Not that anyone in those days could ever have envisaged the idea that a few of the top players would end up five decades later earning up to ten thousand times more per week than that miserly twenty quid. Who could have foreseen that?
Certainly not the great Liverpool centre forward Ian St John who joined the Reds in 1961, just as the maximum wage was abandoned. He told an interviewer that when he left Liverpool, in 1971, after ten years of 'wage freedom', he was still only picking up a basic £30 a week, though that could double with crowd and win bonuses, enhanced if your team was also in the top five of the league. But the most he would get was only £70 a week.
Of course, we all know that football is a strange world. In parts of it, the natural laws of gravity seem to be reversed. The employees get paid more than the employers....much more in some cases. Apples can fall upwards off the tree on planet football.
This week, Fifa President, Sepp Blatter, appeared to rule out any frontal assault on top players' wages. The law simply won't allow it. He said: 'This is impossible, especially in the European Union, where any economic intervention would be just waved away by any court. What we are asking for is a little bit of financial fair play.'
The 'fair play' the President refers to is of course the disciplining of some big clubs who rely on hair-raising levels of debt to fund their player purchases and remunerations. How can clubs who run a tight ship compete? Making the other clubs conform is another matter.
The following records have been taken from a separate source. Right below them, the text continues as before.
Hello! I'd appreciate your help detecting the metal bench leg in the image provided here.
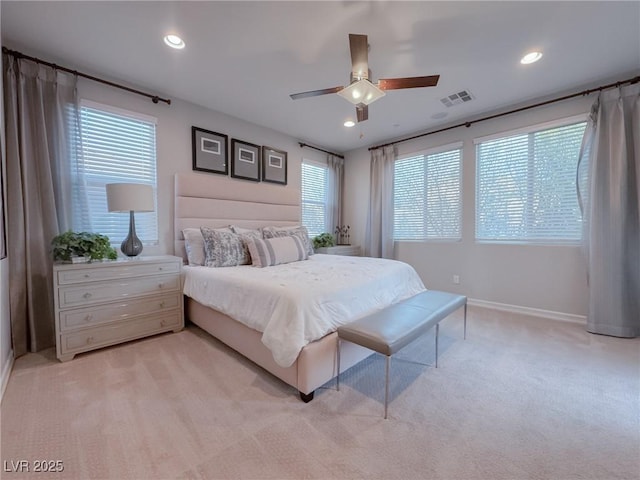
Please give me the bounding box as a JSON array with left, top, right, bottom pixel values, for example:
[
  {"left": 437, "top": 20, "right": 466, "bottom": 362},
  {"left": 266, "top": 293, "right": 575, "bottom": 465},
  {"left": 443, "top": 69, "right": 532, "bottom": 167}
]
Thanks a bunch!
[
  {"left": 464, "top": 302, "right": 467, "bottom": 340},
  {"left": 384, "top": 355, "right": 391, "bottom": 420},
  {"left": 336, "top": 337, "right": 341, "bottom": 391},
  {"left": 436, "top": 323, "right": 440, "bottom": 368}
]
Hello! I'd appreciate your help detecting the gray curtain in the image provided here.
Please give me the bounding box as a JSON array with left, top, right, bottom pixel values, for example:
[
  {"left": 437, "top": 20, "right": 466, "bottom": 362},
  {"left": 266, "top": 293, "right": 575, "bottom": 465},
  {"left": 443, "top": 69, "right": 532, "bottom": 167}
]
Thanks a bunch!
[
  {"left": 364, "top": 146, "right": 397, "bottom": 258},
  {"left": 3, "top": 55, "right": 77, "bottom": 356},
  {"left": 580, "top": 84, "right": 640, "bottom": 337},
  {"left": 325, "top": 155, "right": 344, "bottom": 232}
]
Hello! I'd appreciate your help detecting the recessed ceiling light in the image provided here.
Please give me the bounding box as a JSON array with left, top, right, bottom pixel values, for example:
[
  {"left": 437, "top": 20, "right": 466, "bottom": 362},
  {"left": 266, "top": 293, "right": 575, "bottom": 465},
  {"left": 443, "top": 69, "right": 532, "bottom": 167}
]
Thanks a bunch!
[
  {"left": 164, "top": 35, "right": 185, "bottom": 50},
  {"left": 520, "top": 52, "right": 542, "bottom": 65}
]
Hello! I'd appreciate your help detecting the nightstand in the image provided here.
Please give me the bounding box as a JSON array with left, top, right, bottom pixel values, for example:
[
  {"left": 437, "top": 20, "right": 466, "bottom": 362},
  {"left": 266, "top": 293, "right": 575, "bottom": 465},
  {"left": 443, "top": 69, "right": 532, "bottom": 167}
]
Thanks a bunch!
[
  {"left": 316, "top": 245, "right": 360, "bottom": 257},
  {"left": 53, "top": 256, "right": 184, "bottom": 362}
]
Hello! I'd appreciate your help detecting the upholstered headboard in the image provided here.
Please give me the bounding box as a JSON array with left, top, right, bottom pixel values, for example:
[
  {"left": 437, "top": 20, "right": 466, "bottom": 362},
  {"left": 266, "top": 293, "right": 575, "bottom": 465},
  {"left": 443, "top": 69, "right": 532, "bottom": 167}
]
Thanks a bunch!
[{"left": 173, "top": 173, "right": 302, "bottom": 260}]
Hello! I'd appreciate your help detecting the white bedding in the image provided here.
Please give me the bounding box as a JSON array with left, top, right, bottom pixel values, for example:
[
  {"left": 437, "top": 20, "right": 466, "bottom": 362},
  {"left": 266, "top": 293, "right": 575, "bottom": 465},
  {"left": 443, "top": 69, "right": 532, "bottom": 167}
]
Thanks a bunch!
[{"left": 184, "top": 254, "right": 425, "bottom": 367}]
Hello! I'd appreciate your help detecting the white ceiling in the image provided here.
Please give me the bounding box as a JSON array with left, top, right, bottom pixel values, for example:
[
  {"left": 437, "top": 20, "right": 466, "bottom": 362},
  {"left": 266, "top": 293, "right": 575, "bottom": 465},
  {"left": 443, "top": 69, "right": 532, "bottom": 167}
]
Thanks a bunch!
[{"left": 0, "top": 1, "right": 640, "bottom": 152}]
The reality is that the only people who can slow down the dizzying growth of top players' salaries (which naturally filters down to players of much less talent), are those who run the clubs themselves. They do the deals and sign the cheques. But just the activity on one club alone can raise the bar for everyone, as this summer's player market illustrates. How could they ever all act in concert?
Yet, there is a question to ponder. Is there any other profession on earth that has seen wages rise by up to ten thousand times for doing the same job? (Answers in a large brown envelope, please.) No wonder the 'salary cap' keeps emerging from its cupboard to see if it will fit anyone.